Lesson 8: Fault Tolerance and Replication
- discussion thread
-
* Free Distributed Systems textbook
Maarten van Steen and Andrew Tanenbaum -
* Time, Clocks, and the Ordering of Events in a Distributed System
Leslie Lamport, 1978
On readings: Recommended background readings are marked with (^) above. Optional historical or fun readings are marked with (*). If you feel comfortable with the topic already, you may skip these readings.
Notes
The slides from lecture can be found on Canvas.
Distributed systems
So far, the systems we’ve looked at have been distributed in the sense that we have multiple elements working in parallel. However, what we’ll be talking about now is a little different, because these systems will be loosely coupled. We’ll talk about precisely what this means in lecture, but in short, the networks are unreliable, and nodes in the system are much more prone to failure. In loosely-coupled systems, we also tend to see more support for dynamic membership in the system, i.e. nodes can come and go at will. We’ll talk more about that next time.
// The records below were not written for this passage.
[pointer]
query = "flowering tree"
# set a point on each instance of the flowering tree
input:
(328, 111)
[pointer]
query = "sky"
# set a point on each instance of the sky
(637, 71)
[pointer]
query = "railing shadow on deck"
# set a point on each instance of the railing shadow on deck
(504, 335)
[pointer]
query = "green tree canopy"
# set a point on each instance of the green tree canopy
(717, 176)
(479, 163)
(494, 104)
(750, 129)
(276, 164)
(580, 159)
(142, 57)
What makes DS challenging?
- unreliable communication links (WiFi, undersea cable links, IT guy unplugging the ethernet cable, etc.)
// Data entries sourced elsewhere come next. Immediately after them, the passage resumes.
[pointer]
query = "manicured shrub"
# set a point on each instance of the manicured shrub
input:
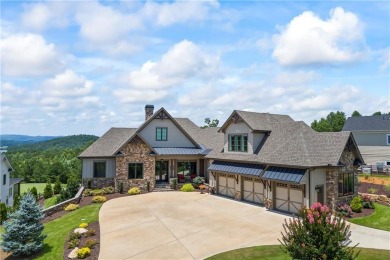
(134, 191)
(48, 191)
(91, 232)
(83, 252)
(367, 203)
(3, 212)
(23, 231)
(90, 242)
(71, 207)
(108, 190)
(344, 210)
(315, 234)
(83, 225)
(57, 186)
(34, 192)
(73, 243)
(187, 187)
(356, 204)
(99, 199)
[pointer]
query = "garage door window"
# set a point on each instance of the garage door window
(346, 183)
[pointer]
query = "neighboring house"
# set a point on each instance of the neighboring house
(372, 135)
(9, 187)
(256, 157)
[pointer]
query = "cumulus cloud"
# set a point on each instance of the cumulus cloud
(29, 55)
(308, 39)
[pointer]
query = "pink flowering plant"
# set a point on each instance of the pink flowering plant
(316, 234)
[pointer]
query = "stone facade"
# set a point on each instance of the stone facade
(98, 183)
(135, 151)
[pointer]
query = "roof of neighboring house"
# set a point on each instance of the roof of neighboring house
(367, 123)
(13, 181)
(108, 144)
(294, 144)
(258, 121)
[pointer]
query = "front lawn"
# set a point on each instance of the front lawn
(58, 230)
(380, 219)
(274, 252)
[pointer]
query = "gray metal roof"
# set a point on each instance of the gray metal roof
(13, 181)
(367, 123)
(238, 168)
(179, 151)
(284, 174)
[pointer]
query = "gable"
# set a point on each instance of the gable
(175, 136)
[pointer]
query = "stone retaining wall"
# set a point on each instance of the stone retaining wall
(60, 206)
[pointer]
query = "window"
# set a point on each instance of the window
(238, 143)
(346, 183)
(186, 167)
(99, 169)
(161, 133)
(136, 171)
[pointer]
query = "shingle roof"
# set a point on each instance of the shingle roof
(367, 123)
(109, 143)
(294, 144)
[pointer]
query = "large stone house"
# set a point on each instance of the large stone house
(260, 158)
(9, 187)
(372, 135)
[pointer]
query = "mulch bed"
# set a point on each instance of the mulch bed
(380, 189)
- processes may crash due to bugs or node failures
- events generally are non-deterministic
Despite all of this, we still want to be able to build systems for such environments that continue to work. This requires fault tolerance. A fault-tolerant system is one that can detect faults and recover from them (and/or keep working correctly in their presence).
In the slides, we’ll try to cover (at a surface level):
- RPC and networking
- Two-generals and byzantine generals problem
- System models (network model, node/failure model, timing model)
- Failure Detection
- Lamport Clocks and Vector clocks
- Broadcast Models
- Basics of Replication
- Idempotence
- Quorums
- State Machine Replication (SMR)